Resistance to mutant group 2 influenza virus neuraminidases of an oseltamivir-zanamivir hybrid inhibitor
2区 · 医学
作者: Wu, Yan ; Gao, Feng ; Qi, Jianxun ; Bi, Yuhai ; Fu, Lifeng ; Mohan, Sankar ; Chen, Yuhang ; Li, Xuebing ; Mario, Pinto B. ; Vavricka, Christopher J. ; Tien, Po ; Gao, George F.
Influenza virus neuraminidase (NA) drug resistance is one of the challenges to preparedness against epidemic and pandemic influenza virus infections. NA N1- and N2-containing influenza viruses are the primary cause of seasonal epidemics and past pandemics. The structural and functional basis underlying drug resistance of the influenza virus N1 NA is well characterized. Yet drug resistance of the N2 strain is not well understood. Here, we confirm that replacement of N2 E119 or I222 results in multidrug resistance, and when the replacements occur together, the sensitivity to NA inhibitors (NAI) is reduced severely. Using crystallographic studies, we showed that E119 replacement results in a loss of hydrogen bonding to oseltamivir and zanamivir, whereas I222 replacement results in a change in the hydrophobic environment that is critical for oseltamivir binding. Moreover, we found that MS-257, a zanamivir-oseltamivir hybrid inhibitor, is less susceptible to drug resistance. The binding mode of MS-257 shows that increased hydrogen bonding interactions between the inhibitor and NA active site anchor the inhibitor within the active site and allow adjustments in response to active-site modifications. Such stability is likely responsible for the observed reduced susceptibility to drug resistance. MS-257 serves as a next-generation anti-influenza virus drug candidate and serves also as a scaffold for further design of NAIs.

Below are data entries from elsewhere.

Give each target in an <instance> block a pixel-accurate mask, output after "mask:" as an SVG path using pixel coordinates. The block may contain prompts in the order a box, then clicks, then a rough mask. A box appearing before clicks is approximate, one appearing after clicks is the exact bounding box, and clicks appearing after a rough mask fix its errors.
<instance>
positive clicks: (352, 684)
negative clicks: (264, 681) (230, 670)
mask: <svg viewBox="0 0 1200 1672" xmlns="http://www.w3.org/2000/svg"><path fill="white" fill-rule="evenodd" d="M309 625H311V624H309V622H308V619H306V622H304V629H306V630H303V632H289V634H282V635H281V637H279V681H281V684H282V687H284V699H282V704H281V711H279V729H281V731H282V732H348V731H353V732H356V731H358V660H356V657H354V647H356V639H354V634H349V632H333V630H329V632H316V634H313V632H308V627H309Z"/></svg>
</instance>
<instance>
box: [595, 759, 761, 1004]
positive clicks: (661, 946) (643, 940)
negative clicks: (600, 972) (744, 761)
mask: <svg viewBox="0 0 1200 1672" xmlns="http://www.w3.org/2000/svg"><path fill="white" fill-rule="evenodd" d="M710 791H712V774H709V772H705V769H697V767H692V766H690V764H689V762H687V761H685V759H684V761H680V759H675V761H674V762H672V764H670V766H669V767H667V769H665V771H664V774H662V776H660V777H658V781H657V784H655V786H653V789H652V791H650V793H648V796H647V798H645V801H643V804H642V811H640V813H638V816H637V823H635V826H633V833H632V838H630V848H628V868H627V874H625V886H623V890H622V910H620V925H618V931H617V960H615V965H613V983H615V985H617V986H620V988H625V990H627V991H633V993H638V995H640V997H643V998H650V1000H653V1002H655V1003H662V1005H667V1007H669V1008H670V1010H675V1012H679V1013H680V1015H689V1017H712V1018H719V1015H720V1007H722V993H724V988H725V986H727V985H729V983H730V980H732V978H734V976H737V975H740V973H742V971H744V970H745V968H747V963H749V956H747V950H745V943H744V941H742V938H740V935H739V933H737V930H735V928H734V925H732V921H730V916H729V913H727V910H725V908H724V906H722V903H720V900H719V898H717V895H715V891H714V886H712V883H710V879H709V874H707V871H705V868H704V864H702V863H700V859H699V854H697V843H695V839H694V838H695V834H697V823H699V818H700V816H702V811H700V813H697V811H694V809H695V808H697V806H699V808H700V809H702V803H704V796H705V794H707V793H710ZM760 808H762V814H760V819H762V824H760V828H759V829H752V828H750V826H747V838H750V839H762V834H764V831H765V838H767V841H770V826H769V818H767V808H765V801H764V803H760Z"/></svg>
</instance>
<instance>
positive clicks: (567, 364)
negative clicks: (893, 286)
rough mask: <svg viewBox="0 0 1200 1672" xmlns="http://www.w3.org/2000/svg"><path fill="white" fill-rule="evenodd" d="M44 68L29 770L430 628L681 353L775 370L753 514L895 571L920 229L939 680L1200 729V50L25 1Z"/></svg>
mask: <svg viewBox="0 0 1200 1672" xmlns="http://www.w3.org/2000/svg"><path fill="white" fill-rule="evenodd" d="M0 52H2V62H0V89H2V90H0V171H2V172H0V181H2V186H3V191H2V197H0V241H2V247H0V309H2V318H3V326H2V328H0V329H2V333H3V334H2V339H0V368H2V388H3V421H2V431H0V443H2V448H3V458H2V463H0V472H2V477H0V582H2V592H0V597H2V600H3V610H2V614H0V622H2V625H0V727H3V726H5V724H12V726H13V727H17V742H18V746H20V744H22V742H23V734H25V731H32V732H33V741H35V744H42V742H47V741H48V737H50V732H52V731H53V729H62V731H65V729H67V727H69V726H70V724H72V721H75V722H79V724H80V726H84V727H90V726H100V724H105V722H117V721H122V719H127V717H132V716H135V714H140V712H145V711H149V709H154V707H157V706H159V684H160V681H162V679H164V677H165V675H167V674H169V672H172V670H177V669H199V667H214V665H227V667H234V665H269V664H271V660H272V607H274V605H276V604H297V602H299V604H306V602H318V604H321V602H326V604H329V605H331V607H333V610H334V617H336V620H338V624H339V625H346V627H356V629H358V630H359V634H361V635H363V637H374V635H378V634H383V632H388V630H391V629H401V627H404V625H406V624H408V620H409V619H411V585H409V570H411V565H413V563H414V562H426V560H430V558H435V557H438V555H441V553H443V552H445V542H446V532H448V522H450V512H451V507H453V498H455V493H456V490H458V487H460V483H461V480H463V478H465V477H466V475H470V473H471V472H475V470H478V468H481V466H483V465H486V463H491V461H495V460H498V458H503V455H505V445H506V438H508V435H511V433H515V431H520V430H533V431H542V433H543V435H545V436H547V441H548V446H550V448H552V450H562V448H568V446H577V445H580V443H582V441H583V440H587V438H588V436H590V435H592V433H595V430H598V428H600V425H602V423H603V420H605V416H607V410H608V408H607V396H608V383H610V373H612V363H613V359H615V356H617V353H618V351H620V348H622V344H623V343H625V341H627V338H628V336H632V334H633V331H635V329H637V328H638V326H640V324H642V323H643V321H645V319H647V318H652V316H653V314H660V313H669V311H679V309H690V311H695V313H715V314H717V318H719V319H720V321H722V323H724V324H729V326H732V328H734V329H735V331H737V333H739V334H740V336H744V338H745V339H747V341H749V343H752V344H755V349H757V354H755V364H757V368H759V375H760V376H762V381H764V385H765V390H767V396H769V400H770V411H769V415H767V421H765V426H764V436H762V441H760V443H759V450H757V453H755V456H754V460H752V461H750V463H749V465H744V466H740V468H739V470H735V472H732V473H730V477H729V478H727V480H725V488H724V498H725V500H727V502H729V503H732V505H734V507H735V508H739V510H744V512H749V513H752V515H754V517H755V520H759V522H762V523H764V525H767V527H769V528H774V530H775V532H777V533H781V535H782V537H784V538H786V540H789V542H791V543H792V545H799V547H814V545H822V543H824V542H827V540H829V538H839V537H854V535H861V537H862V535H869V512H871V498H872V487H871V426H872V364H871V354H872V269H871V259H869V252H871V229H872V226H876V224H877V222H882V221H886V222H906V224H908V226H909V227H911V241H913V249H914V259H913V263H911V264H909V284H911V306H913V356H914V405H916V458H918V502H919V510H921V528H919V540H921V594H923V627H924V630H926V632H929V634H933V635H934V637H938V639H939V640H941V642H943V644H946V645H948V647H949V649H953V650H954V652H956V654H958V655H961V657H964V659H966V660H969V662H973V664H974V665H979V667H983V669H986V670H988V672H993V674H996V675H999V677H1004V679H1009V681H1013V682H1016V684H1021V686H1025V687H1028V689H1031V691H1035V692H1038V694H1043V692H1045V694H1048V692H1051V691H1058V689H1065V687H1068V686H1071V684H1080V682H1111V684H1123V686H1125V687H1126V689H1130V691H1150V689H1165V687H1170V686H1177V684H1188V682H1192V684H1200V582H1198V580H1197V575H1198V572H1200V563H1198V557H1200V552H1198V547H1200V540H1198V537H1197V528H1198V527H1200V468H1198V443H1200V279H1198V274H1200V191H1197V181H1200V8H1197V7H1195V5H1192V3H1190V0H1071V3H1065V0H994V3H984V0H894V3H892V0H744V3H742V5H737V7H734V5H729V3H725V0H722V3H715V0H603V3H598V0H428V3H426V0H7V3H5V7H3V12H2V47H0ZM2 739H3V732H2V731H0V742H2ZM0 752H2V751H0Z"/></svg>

Oseltamivir and zanamivir are the two major antiviral drugs available for the treatment of influenza virus infections. However, multidrug-resistant viruses have emerged in clinical cases, which pose a challenge for the development of new drugs. N1 and N2 subtypes exist in the viruses which cause seasonal epidemics and past pandemics. Although N1 drug resistance is well characterized, the molecular mechanisms underlying N2 drug resistance are unknown. A previous report showed that an N2 E119V/I222L dual mutant conferred drug resistance to seasonal influenza virus. Here, we confirm that these substitutions result in multidrug resistance and dramatically reduced sensitivity to NAI. We further elucidate the molecular mechanism underlying N2 drug resistance by solving crystal structures of the N2 E119V and I222L mutants and the dual mutant. Most importantly, we found that a novel oseltamivir-zanamivir hybrid inhibitor, MS-257, remains more effective against drug-resistant N2 and is a promising candidate as a next-generation anti-influenza virus drug.